# next stop - Yuja Wang



## Oskaar (Mar 17, 2011)

*Yuja Wang Plays Schubert and Liszt*

*Yuja Wang (Chinese: 王羽佳; pinyin: Wáng Yǔjiā; born February 10, 1987 is a Chinese classical pianist. She was born in Beijing, began studying piano there at age six, and went on to study at the Central Conservatory of Music in Beijing.*

A bit nonchalang somtimes, but lyricaly very clever, and good with tempi and sound strength variations.
Lovely music.!

Youtube comments

*Yuga Wang brings control and subtlety to these transcriptions. On the other hand Khatia B. plays Gretchen am spinnrade and the Erlkonig like a tigress devouring her prey but not always with Yuga Wangs measured control.
In fact I have huge admiration for both of these brilliant young pianists.

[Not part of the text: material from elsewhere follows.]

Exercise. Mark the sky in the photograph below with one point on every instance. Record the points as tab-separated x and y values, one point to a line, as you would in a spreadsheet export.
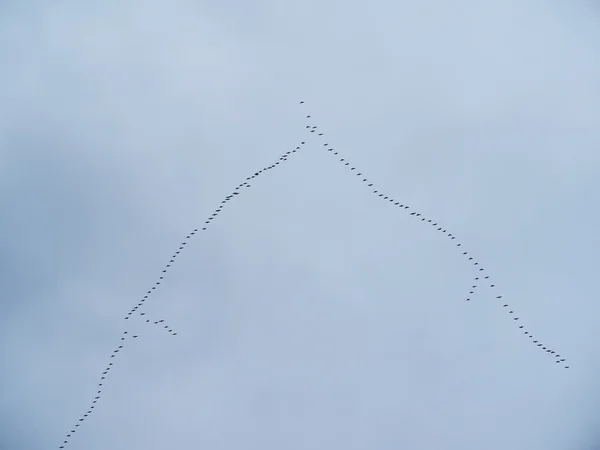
311	313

Lady Wang, You are the best! You make me cry - it's Your way to tell the story, forgetting about any difficulties of technics. You do all the music in the very natural way like Your appearance! You are a modern young Lady, and Your recordings sound exactly like this. Thank You very much!
Juergen, an old german musician*


----------



## Oskaar (Mar 17, 2011)

*Yuja Wang plays Rachmaninov's Piano Concerto No. 3*

I like this spartane an carefull approach to the concerto, still passionate and rich. Fine interpretation!


----------



## Oskaar (Mar 17, 2011)

*Yuja Wang plays Chopin Waltz_and others*

*Yuja Wang (Chinese: 王羽佳; pinyin: Wáng Yǔjiā; born February 10, 1987 is a Chinese classical pianist. She was born in Beijing, began studying piano there at age six, and went on to study at the Central Conservatory of Music in Beijing.
1. Chopin Waltz Opus 64 No.2
2. Gluck/Wang - Orfeo ed Euridice:Melody
3. Strauss/Cziffra - Tristsch-tratsch Polka*

Fine playing-beautiful music

youtube comments

*that last piece by Liszt/Cziffra must be INSANELY difficult!!﻿

Yuja Wang displays perfection in what a concert pianist performs in playing Chopin!﻿

beautiful light touch and musical expression...Awesome.....﻿*


----------



## Oskaar (Mar 17, 2011)

*Yuja Wang - Rachmaninoff Piano Concerto No. 2*

She combines a relatively light touch with great passion, and the lyrical approach that this fantastic concerto requires. It is a different, less powerfull way to play Rach 3. I like it. As I like other ways of playing it. It is not only one way. Great co-playing with the orchestra.

Youtube link

*this feels absolutely dead, she didn't butcher it, but comparing this to kissin's, it just lacks the artistic depth necessary for rach. don't understand why most comments are positive, i personally haven't seen a commendable performance by her yet﻿

This is a lot of talk about her lack of emotion, but I think she really nails it at 23:30... and also everywhere else haha. She might be cautious, but she's mastering it in a way I wish I could put my own 20 years of piano and a degree in music to use, and it looks like she only weighs 80 pounds LOL. She's not even 25 and she's doing a piece most can't accomplish until much later in their development. I'm impressed she got through the first page. You'd all hate my humble videos if you hate this Rachmaninoff miracle.﻿

There is a lot of mistakes,BUT,BUT,only with Yuja Wang I started to listen Rachmanonoff,and now he is my favorit komposer........THANKS YUJA﻿*


----------



## Oskaar (Mar 17, 2011)

*Tchaikovsky Piano Concerto No 1 Yuja Wang Hannu Lintu Finnish RSO*

*Pyotr Ilyich Tchaikovsky Piano Concerto No 1 B flat minor 
Yuja Wang, piano
Hannu Lintu conducts Finnish RSO
Allegro non troppo e molto maestoso -- Allegro con spirito (B flat 18minor → B flat major) 
Andantino semplice -- Prestissimo (D flat major) 22:20
Allegro con fuoco (B flat minor → B flat major) 29:30*

More difficult to be positive here. Her lightness and child-like charm in the playing does not suit the monumental melodic parts of this concerto. There are lighter parts, but she dont manage to give the concert the particular life, that I think she managed in Rach 3.

youtube comments

*I finally understand the Yuja fans. This is so straight forwardly sincere and heartfelt, it blew me over﻿

The brave girl here sounded like she thought she was on vacation or the Finns wanted the Tchaikovsky served chilled as hell.﻿

Tchaikovsky on High Heels.*


----------